Thickalicious fashion model Ashley Graham continues her body positive advocacy via social media, exemplifying the power in body acceptance. Progressing the body inclusivity movement by example, Graham embodies the essence of true self-appreciation.
Her comfortability in her beautifully big body can be observed through her Instagram, a space where Ashley Graham illustrates the normality of existing imperfectly and the beauty that surrounds it.
“I don’t post myself half-naked to get the likes. I post myself half-naked so that someone who’s 10 years younger than me knows that that side butt, that hip dip – that’s not abnormal to have,” Graham told Porter magazine. Graham further explains that she’s grateful to have “a voice to be able to say what is beautiful and what is OK. I wish that, when I was younger, there had been someone as outspoken as I was, who was as fearless with their cellulite and back fat, so I could know that this was normal; this was what a body looks like.”
From the beginning of her career Ms. Graham has been outspoken about normalizing size inclusivity in mainstream culture. Pushing back against traditional beauty standards, Graham embraced her voluptuousness, carving a place for herself in the high fashion modeling world in addition to the swimsuit modeling industry.
Graham posing for Sports Illustrated and strutting her full-figured self down Fendi’s fashion runway has helped redefine the status quo, inspiring those who aren’t the ideal body frame. On the runway or on social media Graham flaunts her unfiltered truth, showing that you don’t have to succumb to unattainable beauty standards.
As a thicc woman myself, yes with two c’s, I sometimes find myself subconsciously fretting over bra overhang and butt dimples after swiping through countless IG photos of women without them. Scrolling through social media or flipping through magazines filled with perfectly proportioned and smooth bodied women can often alter one’s perception of what bodies are “supposed” to look like.

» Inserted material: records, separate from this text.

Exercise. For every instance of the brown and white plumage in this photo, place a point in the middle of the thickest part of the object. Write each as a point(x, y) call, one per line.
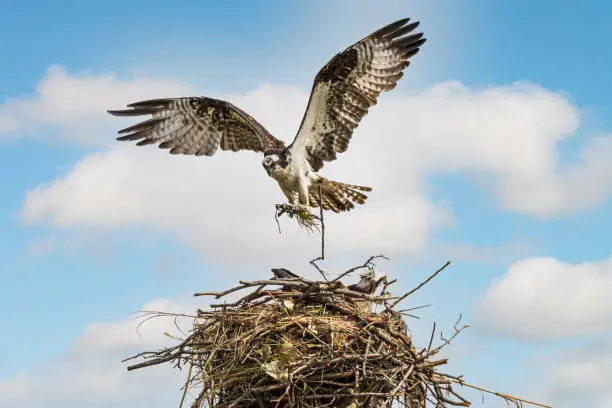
point(196, 126)
point(348, 85)
point(342, 93)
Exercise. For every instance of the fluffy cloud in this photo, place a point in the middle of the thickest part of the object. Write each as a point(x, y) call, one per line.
point(507, 137)
point(578, 376)
point(91, 373)
point(543, 298)
point(73, 106)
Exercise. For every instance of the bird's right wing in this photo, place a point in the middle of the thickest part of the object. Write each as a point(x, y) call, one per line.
point(196, 126)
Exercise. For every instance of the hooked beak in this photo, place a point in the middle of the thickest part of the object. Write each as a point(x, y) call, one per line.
point(268, 169)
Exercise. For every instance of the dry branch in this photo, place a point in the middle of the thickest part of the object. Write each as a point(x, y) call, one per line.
point(300, 343)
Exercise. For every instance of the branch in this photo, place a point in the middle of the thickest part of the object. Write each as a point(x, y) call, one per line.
point(420, 285)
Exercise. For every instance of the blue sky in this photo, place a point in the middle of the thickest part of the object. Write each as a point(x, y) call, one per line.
point(70, 262)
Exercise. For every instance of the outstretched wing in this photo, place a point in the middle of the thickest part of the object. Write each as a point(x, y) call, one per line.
point(348, 86)
point(196, 126)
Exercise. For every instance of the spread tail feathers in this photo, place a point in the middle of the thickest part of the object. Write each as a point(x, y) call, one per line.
point(336, 196)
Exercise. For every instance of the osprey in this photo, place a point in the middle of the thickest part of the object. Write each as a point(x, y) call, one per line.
point(341, 95)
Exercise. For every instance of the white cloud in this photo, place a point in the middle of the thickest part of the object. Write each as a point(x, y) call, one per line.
point(543, 298)
point(91, 373)
point(577, 376)
point(507, 136)
point(73, 106)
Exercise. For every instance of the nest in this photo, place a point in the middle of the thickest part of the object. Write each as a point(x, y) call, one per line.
point(292, 342)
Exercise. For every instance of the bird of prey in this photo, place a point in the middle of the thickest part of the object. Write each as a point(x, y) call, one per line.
point(283, 273)
point(342, 93)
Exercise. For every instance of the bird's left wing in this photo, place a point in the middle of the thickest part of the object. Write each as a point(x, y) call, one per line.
point(196, 126)
point(348, 86)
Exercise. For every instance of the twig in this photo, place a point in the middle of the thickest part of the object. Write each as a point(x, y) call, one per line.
point(322, 224)
point(187, 382)
point(499, 394)
point(404, 296)
point(221, 294)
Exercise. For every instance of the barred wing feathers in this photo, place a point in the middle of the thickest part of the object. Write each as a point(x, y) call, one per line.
point(196, 126)
point(348, 86)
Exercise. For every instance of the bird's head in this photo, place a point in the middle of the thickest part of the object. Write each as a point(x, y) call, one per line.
point(276, 160)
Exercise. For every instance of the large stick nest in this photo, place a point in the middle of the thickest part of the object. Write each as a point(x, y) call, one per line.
point(292, 342)
point(299, 343)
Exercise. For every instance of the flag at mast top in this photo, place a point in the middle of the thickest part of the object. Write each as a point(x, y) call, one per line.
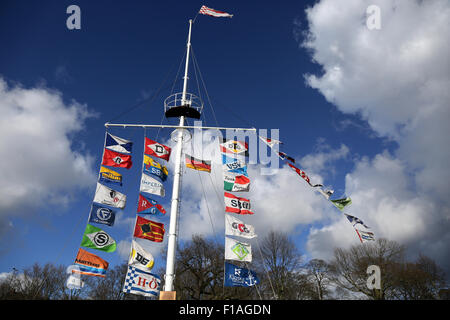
point(215, 13)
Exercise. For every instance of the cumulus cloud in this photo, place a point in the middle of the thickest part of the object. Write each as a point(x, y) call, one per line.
point(397, 79)
point(41, 165)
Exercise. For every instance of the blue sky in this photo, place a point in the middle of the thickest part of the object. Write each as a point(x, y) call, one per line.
point(255, 65)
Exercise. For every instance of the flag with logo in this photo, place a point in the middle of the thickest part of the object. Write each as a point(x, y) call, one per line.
point(139, 257)
point(151, 185)
point(118, 144)
point(235, 183)
point(239, 277)
point(148, 205)
point(197, 164)
point(96, 238)
point(342, 203)
point(115, 159)
point(110, 197)
point(154, 168)
point(109, 176)
point(150, 230)
point(141, 282)
point(156, 149)
point(236, 204)
point(237, 250)
point(234, 165)
point(90, 264)
point(102, 215)
point(234, 147)
point(235, 227)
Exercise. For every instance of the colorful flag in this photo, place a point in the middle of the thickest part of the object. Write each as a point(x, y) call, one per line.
point(96, 238)
point(110, 197)
point(109, 176)
point(235, 227)
point(151, 185)
point(235, 183)
point(302, 174)
point(284, 156)
point(154, 168)
point(214, 13)
point(90, 264)
point(197, 164)
point(233, 165)
point(148, 205)
point(236, 250)
point(115, 159)
point(365, 235)
point(342, 203)
point(141, 282)
point(234, 147)
point(239, 277)
point(118, 144)
point(156, 149)
point(236, 205)
point(355, 220)
point(150, 230)
point(102, 215)
point(139, 257)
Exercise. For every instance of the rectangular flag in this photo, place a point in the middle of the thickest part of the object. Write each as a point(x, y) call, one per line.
point(236, 204)
point(342, 203)
point(118, 144)
point(239, 277)
point(139, 257)
point(236, 250)
point(233, 165)
point(234, 147)
point(102, 215)
point(109, 176)
point(96, 238)
point(151, 185)
point(141, 282)
point(197, 164)
point(90, 264)
point(154, 168)
point(110, 197)
point(365, 235)
point(214, 13)
point(115, 159)
point(156, 149)
point(235, 227)
point(148, 205)
point(150, 230)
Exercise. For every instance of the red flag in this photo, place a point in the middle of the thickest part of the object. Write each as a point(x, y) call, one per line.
point(156, 149)
point(150, 230)
point(116, 159)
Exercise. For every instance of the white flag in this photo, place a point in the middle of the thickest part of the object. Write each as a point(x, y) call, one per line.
point(236, 250)
point(150, 185)
point(139, 257)
point(110, 197)
point(235, 227)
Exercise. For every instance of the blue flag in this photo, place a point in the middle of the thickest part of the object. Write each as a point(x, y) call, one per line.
point(102, 215)
point(239, 277)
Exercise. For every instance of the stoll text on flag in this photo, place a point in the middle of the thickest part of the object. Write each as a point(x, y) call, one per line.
point(141, 282)
point(90, 264)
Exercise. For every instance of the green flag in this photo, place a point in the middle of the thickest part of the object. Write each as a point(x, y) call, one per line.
point(341, 203)
point(96, 238)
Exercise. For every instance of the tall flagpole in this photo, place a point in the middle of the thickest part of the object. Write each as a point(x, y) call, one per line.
point(171, 248)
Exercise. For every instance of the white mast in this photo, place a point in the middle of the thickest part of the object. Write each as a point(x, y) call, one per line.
point(172, 245)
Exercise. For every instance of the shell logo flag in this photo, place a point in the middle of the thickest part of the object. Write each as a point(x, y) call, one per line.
point(150, 230)
point(156, 149)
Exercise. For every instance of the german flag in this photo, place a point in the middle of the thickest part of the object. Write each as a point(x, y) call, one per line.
point(150, 230)
point(197, 164)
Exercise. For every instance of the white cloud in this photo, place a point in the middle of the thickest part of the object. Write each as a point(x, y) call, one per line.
point(40, 164)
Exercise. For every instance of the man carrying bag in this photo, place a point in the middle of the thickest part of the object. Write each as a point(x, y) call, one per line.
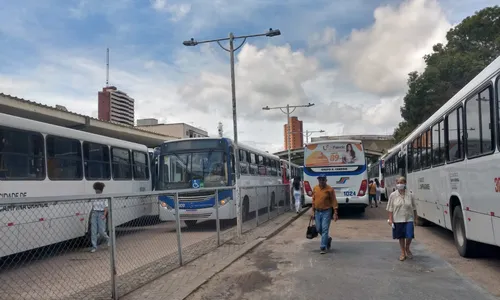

Graham disbands the idea of how women are “supposed” to look by exhibiting how many women do look, helping other women to not be ashamed of a little jiggle. Ideally, Graham wants society to evolve to “the point [where women] don’t have to explain our bodies at all,” enabling women to live freely in their own truth.
Until then, Ms. Graham remains as one of the most eminent voices of the body positivity movement, motivating women to define their own “normal” and love their bodies unconditionally.